If this was an intermittent network issue that could explain why our app’s requests continued to work while outside requests did not. The Pingdom checks of our status endpoint aren’t quite the same, but they definitely don’t support faulting Storyteller.io in these issues.
Child Processes
There’s something of a pattern to this happening in the late night/early morning hours. The incident prior occurred March 12 from 12:19am with non-stop flapping all the way overnight until 8am, totaling 5 hours 43 minutes. Before this February 28 had 43 minutes of downtime around 11:40-12:26am. Another pattern are long periods of 1-5 minute flapping that culminate in longer periods of downtime that then suddenly recover. Timestamps can be seen from Pingdom.

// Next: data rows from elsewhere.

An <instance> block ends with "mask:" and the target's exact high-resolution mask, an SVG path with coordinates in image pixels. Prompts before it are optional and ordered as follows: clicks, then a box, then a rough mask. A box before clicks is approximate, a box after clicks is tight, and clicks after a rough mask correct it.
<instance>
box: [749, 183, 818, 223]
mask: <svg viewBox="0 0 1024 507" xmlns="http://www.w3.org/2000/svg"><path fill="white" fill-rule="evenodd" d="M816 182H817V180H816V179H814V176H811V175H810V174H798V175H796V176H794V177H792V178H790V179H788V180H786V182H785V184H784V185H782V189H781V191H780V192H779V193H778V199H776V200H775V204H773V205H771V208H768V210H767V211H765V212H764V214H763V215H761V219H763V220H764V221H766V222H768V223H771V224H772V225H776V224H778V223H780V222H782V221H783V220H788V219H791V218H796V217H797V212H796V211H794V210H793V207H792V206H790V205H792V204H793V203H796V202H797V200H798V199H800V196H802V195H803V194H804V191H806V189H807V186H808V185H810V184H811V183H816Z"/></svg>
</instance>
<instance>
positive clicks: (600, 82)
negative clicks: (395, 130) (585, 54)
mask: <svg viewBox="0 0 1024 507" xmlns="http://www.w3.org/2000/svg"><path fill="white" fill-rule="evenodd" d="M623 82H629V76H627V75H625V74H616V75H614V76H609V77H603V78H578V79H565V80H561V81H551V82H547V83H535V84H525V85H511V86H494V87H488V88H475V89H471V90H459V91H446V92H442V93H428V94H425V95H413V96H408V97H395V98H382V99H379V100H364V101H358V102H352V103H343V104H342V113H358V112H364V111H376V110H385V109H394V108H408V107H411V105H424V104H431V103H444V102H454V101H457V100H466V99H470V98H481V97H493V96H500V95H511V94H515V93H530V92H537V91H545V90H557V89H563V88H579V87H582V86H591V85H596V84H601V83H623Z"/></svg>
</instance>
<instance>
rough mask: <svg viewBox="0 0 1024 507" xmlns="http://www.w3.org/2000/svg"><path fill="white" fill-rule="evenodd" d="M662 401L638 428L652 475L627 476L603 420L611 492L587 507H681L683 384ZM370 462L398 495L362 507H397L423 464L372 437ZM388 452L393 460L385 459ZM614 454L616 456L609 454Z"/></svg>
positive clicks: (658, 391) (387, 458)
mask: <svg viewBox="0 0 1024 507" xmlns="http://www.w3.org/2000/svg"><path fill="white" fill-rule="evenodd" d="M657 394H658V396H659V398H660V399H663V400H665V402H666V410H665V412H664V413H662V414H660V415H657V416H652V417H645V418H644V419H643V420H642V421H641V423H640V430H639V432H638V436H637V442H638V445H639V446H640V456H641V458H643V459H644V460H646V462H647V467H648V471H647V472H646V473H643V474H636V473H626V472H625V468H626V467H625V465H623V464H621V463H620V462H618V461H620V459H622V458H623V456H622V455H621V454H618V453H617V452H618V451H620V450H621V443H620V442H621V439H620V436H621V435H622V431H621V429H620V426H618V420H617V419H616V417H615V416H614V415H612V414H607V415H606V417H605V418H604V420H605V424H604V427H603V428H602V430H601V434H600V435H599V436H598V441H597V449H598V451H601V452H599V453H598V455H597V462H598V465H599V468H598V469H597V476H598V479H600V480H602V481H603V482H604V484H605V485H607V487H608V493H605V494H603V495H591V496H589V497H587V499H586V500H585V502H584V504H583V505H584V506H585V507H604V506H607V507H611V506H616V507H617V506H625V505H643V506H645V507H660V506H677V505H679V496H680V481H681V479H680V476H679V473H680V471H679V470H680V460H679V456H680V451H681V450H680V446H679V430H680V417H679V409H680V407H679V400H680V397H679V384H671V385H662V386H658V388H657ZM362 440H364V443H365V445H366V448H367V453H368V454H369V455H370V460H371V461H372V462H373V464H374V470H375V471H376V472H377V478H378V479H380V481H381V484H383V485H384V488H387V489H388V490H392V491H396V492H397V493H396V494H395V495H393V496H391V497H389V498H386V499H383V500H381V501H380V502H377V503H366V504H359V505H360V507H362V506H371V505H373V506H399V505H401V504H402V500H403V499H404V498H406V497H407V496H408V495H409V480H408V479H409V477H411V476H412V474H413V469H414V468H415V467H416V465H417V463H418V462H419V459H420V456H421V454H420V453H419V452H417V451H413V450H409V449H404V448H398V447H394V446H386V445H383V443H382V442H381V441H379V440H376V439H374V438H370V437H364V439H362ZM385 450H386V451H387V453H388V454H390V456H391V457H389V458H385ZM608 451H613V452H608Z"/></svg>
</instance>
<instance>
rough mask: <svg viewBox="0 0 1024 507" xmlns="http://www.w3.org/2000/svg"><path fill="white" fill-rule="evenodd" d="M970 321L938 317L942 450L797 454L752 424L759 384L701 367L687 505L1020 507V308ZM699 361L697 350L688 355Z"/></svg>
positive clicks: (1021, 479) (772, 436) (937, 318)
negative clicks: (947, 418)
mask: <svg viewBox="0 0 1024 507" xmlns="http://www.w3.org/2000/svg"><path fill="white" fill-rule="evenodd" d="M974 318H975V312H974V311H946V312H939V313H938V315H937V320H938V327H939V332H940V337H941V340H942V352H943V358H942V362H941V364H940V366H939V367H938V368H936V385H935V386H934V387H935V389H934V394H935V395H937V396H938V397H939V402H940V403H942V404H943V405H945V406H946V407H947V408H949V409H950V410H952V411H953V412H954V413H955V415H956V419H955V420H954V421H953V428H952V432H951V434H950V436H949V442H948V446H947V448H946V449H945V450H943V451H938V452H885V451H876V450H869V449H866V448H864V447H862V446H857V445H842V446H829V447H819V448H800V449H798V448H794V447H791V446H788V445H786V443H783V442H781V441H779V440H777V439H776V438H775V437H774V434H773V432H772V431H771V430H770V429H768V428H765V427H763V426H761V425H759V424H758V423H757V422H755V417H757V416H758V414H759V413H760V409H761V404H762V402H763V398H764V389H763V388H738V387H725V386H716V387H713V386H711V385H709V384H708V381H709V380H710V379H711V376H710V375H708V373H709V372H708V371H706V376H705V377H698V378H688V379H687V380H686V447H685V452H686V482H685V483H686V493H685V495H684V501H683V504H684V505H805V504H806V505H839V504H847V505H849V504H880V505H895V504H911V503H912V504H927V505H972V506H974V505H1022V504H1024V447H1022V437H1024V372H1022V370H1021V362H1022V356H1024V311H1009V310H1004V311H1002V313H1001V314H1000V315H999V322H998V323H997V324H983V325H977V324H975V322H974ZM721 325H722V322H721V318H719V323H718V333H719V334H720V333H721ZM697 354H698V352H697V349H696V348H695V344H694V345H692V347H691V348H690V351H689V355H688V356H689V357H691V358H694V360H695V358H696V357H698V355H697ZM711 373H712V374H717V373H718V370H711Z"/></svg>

In the case of March 12 Modulus was experiencing an issue where a percentage of servos failed to start due to EADDRINUSE error, so re-deploying wasn’t even possible without their intervention. They had this to say.
It’s possible this incident was unrelated, but it does make me wonder about the child processes we spawn. Charlie previously showed us some examples of zombie processes they saw spawned from Solidus servers. Haven’t heard of further incidents though. This may have predated the switch to node-worker-farm.
Are any child processes spawned for resource requests?
Resiliency
We may not be able to identify the exact cause of this issue if it is truly intermittent network latency. But if this is the case I think we need more resilient resource fetching that doesn’t bring an entire site down. In Orator a site continued to load if resource requests failed, leading to issues of disappearing content and such but otherwise maintained some level of uptime.
There is a 3.5 second timeout for resources, but is the fetching synchronous? I’m wondering why the rest of the site doesn’t respond if all the resources timeout around the same time.